Rhodes forgot about going to the woods to look for clues. He took the manuscript into the other room, turned on a light, and sat on the couch, which was a lot more comfortable than it looked.

Then he started to read.

10

A
FTER READING AS FAST AS HE COULD FOR A COUPLE OF HOURS, Rhodes put the manuscript aside. It had become clear to him after only a few pages that the book was based mostly on people in and around Clearview, and a few from out of town, with the character of Bernell Kidsey being only the first of many examples.

The plot was simple: an aspiring romance novelist writes a book that all her friends tell her is a cinch to be published just as soon as the manuscript is polished and ready, but an envious friend steals the plot idea and pitches a much inferior version of the book to a sleazy agent named “Jane Arnold,” who isn’t above sleeping with editors (either men or women; Jane wasn’t particular) to increase her sales records.

The book’s narrator, the practically saintly (except for her murderous tendencies) was “Loretta Seaham,” and she managed to kill the treacherous Bernell and get the crime blamed on Arnold, who conveniently committed suicide, thus convincing the slightly stupid redneck county sheriff (“Don Street”) of her guilt and allowing Loretta to get on with her life and her interrupted writing career with no one the wiser.

Rhodes folded his glasses and put them back in his pocket.

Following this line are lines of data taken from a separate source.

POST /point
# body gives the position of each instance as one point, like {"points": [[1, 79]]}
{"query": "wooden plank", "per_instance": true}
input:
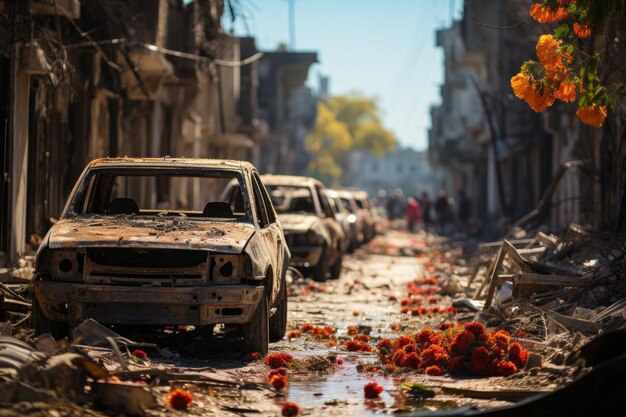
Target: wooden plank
{"points": [[531, 278], [511, 395], [582, 325]]}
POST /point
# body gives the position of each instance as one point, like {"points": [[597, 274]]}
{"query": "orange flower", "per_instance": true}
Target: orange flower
{"points": [[582, 31], [278, 382], [475, 327], [543, 14], [307, 327], [480, 360], [506, 368], [362, 338], [140, 354], [372, 390], [521, 85], [250, 357], [179, 399], [592, 115], [548, 50], [290, 409], [561, 14], [293, 335], [434, 370], [539, 100], [278, 360], [456, 364], [566, 92]]}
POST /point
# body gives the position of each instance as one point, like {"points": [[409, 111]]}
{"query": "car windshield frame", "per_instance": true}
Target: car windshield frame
{"points": [[82, 188], [270, 186]]}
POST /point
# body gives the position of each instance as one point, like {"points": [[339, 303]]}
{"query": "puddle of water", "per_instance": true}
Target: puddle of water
{"points": [[345, 388]]}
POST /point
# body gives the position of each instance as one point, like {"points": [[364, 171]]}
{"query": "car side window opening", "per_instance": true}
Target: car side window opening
{"points": [[291, 198], [115, 192], [328, 212], [269, 208], [259, 206]]}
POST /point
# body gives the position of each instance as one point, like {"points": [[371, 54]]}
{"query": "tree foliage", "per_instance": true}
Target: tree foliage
{"points": [[570, 58], [343, 124]]}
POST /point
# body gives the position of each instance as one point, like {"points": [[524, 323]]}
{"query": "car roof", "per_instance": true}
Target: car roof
{"points": [[167, 162], [289, 180]]}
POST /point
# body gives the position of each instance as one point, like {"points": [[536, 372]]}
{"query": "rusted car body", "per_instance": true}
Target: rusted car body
{"points": [[370, 215], [359, 219], [149, 242], [314, 236], [345, 219]]}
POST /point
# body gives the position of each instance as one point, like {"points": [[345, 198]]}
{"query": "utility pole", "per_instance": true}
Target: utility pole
{"points": [[292, 25]]}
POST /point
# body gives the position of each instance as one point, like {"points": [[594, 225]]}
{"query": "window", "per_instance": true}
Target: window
{"points": [[269, 208], [261, 214], [134, 191]]}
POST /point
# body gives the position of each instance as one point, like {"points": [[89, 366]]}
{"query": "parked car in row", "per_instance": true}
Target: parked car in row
{"points": [[345, 219], [150, 242], [313, 235], [370, 215]]}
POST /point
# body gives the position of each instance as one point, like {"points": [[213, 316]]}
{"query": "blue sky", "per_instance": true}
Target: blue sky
{"points": [[383, 49]]}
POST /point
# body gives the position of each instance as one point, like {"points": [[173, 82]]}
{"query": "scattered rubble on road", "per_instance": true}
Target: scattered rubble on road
{"points": [[562, 300]]}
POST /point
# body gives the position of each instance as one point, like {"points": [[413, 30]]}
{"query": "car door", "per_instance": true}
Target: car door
{"points": [[270, 231]]}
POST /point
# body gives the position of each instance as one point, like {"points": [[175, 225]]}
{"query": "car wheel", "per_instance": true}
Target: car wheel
{"points": [[320, 271], [256, 331], [278, 322], [335, 269], [42, 324]]}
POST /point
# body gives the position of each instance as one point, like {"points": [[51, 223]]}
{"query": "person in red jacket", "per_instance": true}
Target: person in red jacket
{"points": [[413, 213]]}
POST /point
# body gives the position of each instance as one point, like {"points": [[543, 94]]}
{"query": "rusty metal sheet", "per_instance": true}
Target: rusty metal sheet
{"points": [[137, 231]]}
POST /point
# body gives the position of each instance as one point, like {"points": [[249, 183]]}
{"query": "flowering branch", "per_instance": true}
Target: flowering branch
{"points": [[563, 71]]}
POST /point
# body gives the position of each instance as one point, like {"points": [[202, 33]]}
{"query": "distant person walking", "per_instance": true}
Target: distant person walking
{"points": [[465, 207], [425, 203], [442, 209], [413, 213]]}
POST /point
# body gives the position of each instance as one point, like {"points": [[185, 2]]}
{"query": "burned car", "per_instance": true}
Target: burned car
{"points": [[314, 236], [149, 242]]}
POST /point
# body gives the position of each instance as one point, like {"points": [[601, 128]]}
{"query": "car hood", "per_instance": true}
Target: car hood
{"points": [[293, 222], [166, 233]]}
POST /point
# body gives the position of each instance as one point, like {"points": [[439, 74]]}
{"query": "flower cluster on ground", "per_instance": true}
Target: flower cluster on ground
{"points": [[179, 399], [456, 349]]}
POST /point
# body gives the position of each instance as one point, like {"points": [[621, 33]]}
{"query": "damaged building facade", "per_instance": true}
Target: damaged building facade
{"points": [[507, 157], [81, 80]]}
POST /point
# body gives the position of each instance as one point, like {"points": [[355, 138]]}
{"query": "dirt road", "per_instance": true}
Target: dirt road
{"points": [[342, 335]]}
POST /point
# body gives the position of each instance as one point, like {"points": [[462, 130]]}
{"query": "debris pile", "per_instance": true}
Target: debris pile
{"points": [[576, 281]]}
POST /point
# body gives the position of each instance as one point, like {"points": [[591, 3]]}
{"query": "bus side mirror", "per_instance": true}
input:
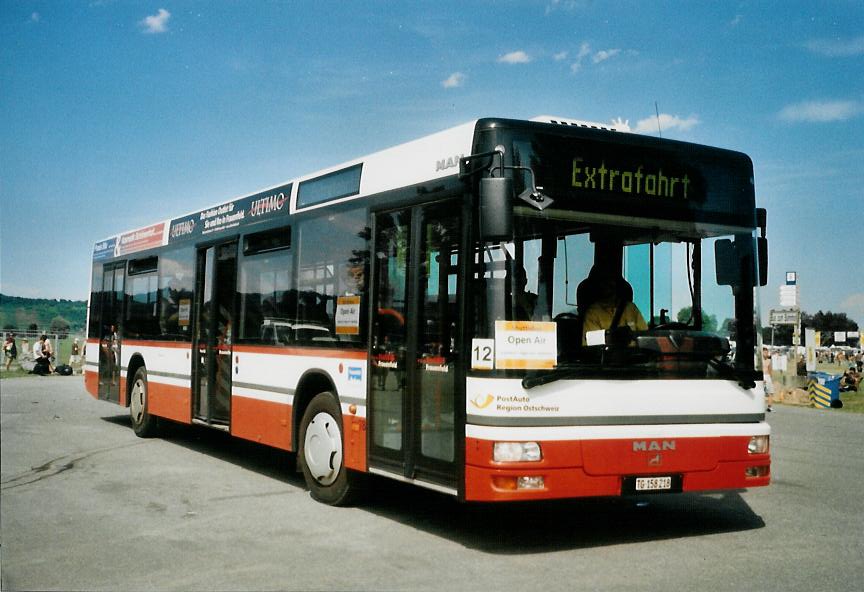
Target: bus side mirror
{"points": [[726, 260], [762, 246], [496, 208], [728, 263]]}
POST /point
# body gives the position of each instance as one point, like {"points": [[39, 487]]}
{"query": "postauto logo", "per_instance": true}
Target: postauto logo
{"points": [[481, 402]]}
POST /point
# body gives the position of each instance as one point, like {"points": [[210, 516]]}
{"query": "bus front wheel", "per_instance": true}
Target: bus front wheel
{"points": [[321, 452], [143, 423]]}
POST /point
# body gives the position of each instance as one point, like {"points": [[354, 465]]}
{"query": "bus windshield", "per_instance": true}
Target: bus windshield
{"points": [[604, 293]]}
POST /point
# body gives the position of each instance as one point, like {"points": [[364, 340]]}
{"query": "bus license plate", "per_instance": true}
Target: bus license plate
{"points": [[653, 483]]}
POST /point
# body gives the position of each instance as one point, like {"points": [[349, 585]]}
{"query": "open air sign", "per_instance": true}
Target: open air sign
{"points": [[784, 317]]}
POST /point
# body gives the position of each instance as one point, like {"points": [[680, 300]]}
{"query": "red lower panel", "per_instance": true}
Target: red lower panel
{"points": [[597, 467], [265, 422], [169, 401], [480, 484]]}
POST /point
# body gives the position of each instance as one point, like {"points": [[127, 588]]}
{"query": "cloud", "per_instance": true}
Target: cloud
{"points": [[156, 23], [821, 111], [456, 79], [597, 57], [584, 51], [604, 54], [515, 57], [837, 48], [853, 305], [667, 123]]}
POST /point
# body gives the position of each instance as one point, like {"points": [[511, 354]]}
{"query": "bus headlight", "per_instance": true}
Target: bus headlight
{"points": [[758, 445], [516, 452]]}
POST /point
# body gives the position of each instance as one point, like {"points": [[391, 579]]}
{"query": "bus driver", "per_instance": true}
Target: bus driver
{"points": [[610, 307]]}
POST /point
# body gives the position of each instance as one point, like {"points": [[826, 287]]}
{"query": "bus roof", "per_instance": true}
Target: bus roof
{"points": [[429, 158]]}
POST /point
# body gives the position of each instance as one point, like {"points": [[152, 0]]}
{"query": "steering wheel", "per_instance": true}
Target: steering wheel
{"points": [[672, 326]]}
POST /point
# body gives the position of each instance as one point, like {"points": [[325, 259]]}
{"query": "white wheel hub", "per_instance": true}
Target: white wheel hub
{"points": [[136, 404], [322, 448]]}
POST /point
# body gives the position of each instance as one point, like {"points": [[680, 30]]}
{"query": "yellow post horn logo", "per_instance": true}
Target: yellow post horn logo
{"points": [[481, 402]]}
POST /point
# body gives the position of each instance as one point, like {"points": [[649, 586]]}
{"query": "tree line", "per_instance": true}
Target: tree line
{"points": [[42, 314]]}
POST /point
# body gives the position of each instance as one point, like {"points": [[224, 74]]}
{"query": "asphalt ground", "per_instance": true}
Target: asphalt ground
{"points": [[86, 505]]}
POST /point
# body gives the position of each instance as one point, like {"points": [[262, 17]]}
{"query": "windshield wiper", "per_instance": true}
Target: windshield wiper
{"points": [[746, 378], [559, 373]]}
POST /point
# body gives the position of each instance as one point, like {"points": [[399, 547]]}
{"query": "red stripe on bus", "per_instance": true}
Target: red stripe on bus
{"points": [[354, 430], [170, 401], [91, 382], [122, 392], [148, 343], [265, 422], [298, 351]]}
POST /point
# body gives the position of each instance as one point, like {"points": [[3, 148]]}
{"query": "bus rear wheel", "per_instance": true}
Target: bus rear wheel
{"points": [[321, 453], [143, 424]]}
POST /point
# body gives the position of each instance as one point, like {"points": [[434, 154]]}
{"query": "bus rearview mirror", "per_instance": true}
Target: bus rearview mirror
{"points": [[762, 246], [496, 208], [728, 263]]}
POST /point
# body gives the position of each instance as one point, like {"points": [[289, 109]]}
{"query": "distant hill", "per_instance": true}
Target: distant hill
{"points": [[19, 313]]}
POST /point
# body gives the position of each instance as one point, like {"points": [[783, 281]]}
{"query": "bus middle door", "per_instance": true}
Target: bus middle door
{"points": [[216, 289], [414, 332]]}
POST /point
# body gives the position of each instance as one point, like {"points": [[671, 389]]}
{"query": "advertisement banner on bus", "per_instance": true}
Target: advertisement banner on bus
{"points": [[141, 239], [246, 210]]}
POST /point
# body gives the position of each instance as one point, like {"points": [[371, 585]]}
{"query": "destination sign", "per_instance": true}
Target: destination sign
{"points": [[636, 180], [244, 211], [104, 249]]}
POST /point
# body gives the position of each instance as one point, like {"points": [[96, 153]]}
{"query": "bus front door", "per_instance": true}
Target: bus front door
{"points": [[216, 279], [414, 353], [113, 282]]}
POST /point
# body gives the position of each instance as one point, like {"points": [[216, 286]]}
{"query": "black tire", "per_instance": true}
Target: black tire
{"points": [[321, 453], [143, 424]]}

His only consolation was that Henrietta had made him somewhat younger, trimmer, and better-looking than he actually was. Well, younger anyway. Ivy had been keeping him pretty much on a healthy diet since their marriage, and he’d shed a few pounds. Maybe he’d gotten more handsome, too, though that seemed a bit more doubtful. But he was sure he hadn’t gotten any younger. In fact, after reading Henrietta’s manuscript, he felt about ten years older.